Solange wir also weiter Jahr für Jahr daran arbeiten Teams aus den regionalen Spielbetrieben rauszuziehen (Erhöhung 1. Bundesliga, 2. Bundesliga, Damenbundesliga), um hier einen attraktiven Wettbewerb anzubieten, ohne zumindest adäquat – besser additiv – neue Großfeldteams in den Regionen heranzuzüchten, werden wir diesen Druck aus der Breite nicht erzeugen können. Ohne diesen Druck werden wir wohl auch in den nächsten Jahren die Farce erleben müssen, dass Mannschaften einfach in den Bundesspielbetrieb „aufsteigen“ können – ohne sich dafür sportlich zu qualifizieren – wir werden weiterhin erleben, dass Teams Ihre Spiele absagen (Tollwut Ebersgöns 2023) oder absichtlich verlieren (Quedlinburg 2022), um dem Aufstieg in die 1. Liga zu umgehen oder sich nicht in der Lage sehen (finanziell oder personell) den sportlich Wettbewerb im Pokal (Baltic Storms 2022) anzunehmen. Ebenfalls erleben wir weiterhin Bundesligen für die gar nicht genug Teams vorhanden sind, um die Ligagröße vollständig auszufüllen – in der Saison 2022/2023 waren beispielsweise nur 6 der 8 Startplätze in 2. Bundesliga Ost besetzt.
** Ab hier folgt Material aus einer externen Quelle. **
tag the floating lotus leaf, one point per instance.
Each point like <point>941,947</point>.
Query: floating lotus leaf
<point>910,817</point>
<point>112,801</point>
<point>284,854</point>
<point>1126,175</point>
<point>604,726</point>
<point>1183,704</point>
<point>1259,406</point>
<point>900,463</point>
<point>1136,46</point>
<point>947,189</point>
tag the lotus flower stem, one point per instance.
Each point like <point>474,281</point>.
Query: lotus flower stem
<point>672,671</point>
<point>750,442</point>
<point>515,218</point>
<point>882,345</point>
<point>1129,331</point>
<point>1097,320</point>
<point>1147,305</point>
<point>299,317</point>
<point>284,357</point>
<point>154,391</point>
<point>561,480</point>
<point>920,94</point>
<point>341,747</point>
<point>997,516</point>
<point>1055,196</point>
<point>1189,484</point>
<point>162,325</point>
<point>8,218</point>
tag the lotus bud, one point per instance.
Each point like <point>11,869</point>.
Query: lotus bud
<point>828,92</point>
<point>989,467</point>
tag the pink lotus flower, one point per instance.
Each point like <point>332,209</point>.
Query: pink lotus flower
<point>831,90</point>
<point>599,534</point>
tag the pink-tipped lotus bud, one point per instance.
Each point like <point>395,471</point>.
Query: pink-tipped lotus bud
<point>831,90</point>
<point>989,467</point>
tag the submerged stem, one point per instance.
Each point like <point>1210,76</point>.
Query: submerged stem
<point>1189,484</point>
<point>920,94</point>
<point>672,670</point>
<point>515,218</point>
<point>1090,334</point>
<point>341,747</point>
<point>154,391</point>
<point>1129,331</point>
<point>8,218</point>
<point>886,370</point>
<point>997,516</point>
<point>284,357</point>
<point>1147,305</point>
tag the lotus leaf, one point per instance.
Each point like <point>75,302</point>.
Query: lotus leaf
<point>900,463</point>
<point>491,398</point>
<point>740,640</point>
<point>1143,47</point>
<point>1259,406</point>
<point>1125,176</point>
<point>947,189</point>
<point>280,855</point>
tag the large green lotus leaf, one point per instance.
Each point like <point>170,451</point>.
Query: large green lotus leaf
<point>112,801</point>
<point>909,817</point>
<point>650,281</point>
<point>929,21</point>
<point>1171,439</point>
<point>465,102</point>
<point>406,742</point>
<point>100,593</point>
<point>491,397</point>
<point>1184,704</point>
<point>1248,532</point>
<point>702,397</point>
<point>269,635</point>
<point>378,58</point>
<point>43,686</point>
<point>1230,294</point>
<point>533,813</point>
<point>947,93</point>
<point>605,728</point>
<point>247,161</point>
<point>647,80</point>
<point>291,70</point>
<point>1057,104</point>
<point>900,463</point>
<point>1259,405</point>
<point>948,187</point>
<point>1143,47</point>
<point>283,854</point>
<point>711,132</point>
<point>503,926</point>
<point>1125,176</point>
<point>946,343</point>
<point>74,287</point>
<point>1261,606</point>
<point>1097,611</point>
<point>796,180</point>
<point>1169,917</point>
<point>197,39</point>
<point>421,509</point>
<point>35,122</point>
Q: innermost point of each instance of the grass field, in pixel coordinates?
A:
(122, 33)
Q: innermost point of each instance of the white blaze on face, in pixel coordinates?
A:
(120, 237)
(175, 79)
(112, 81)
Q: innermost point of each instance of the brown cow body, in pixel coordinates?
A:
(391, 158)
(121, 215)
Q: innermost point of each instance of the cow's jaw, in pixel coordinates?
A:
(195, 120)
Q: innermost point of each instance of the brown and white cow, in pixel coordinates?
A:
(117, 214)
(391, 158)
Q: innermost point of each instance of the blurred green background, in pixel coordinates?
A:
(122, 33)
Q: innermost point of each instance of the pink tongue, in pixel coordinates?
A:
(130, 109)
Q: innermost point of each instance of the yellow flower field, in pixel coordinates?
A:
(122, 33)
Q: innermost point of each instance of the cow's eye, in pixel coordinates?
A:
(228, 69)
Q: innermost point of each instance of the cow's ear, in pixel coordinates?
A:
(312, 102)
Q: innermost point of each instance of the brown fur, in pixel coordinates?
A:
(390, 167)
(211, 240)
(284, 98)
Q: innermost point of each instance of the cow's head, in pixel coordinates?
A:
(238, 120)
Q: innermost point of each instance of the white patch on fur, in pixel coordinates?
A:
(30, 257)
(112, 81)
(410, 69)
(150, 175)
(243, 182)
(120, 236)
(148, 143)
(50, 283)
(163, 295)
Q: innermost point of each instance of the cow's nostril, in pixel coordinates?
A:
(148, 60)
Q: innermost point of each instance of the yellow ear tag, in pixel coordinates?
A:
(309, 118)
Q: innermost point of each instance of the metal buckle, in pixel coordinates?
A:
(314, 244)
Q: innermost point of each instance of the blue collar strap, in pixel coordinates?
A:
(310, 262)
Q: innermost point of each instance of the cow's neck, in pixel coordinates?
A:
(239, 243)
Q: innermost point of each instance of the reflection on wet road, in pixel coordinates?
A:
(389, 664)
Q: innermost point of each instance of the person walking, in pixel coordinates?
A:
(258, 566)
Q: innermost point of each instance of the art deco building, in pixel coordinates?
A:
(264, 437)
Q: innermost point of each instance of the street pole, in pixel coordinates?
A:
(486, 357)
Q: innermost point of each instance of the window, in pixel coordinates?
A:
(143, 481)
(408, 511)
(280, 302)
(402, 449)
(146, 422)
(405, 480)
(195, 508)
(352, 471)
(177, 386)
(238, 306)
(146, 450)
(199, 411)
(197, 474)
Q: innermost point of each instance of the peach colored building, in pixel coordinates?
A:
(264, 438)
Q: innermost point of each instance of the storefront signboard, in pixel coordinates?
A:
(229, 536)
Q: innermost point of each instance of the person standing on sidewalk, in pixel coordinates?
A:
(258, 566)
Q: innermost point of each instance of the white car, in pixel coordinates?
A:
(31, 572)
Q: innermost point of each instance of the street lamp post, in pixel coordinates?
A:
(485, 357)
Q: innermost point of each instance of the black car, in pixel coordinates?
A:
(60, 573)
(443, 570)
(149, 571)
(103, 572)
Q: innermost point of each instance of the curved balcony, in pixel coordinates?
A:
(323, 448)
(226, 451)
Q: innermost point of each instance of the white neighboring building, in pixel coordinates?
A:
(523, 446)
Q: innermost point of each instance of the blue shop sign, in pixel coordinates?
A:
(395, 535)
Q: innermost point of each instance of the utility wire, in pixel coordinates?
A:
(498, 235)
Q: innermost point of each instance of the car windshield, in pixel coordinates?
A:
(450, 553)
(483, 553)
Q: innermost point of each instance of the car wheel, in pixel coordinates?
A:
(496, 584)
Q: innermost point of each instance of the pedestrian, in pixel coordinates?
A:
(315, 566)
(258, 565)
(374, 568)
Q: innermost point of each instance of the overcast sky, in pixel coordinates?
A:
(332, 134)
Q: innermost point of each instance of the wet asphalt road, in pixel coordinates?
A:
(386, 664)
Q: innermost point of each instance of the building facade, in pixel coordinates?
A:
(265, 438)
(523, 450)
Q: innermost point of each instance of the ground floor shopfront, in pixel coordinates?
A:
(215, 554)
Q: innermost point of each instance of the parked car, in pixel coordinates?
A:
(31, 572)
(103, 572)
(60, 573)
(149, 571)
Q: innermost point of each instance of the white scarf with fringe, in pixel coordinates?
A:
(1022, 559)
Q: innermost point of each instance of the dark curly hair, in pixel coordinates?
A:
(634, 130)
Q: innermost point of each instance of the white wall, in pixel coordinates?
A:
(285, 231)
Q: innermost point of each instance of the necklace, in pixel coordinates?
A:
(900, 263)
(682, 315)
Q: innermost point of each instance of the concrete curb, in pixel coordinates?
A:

Diese gegensätzliche Entwicklung spiegelt sich auch bei den Angestellten und Honorarkräften der Verbände wieder. Während die Anzahl der Menschen, die mit Floorball im Verbandswesen ihr Geld (ganz oder teilweise) verdienen in den letzten Jahren von 6 (2012 – honorarbasiert) auf 41 (2022) – 8 davon in Voll- oder Teilzeit – deutlich angestiegen ist, beschäftigen sich diese überwiegend mit der Organisation des Spielbetriebs, den Nationalteams sowie Landesauswahlen. Ein Gleichwicht auch die Entwicklung in der Breite voranzutreiben besteht leider nicht.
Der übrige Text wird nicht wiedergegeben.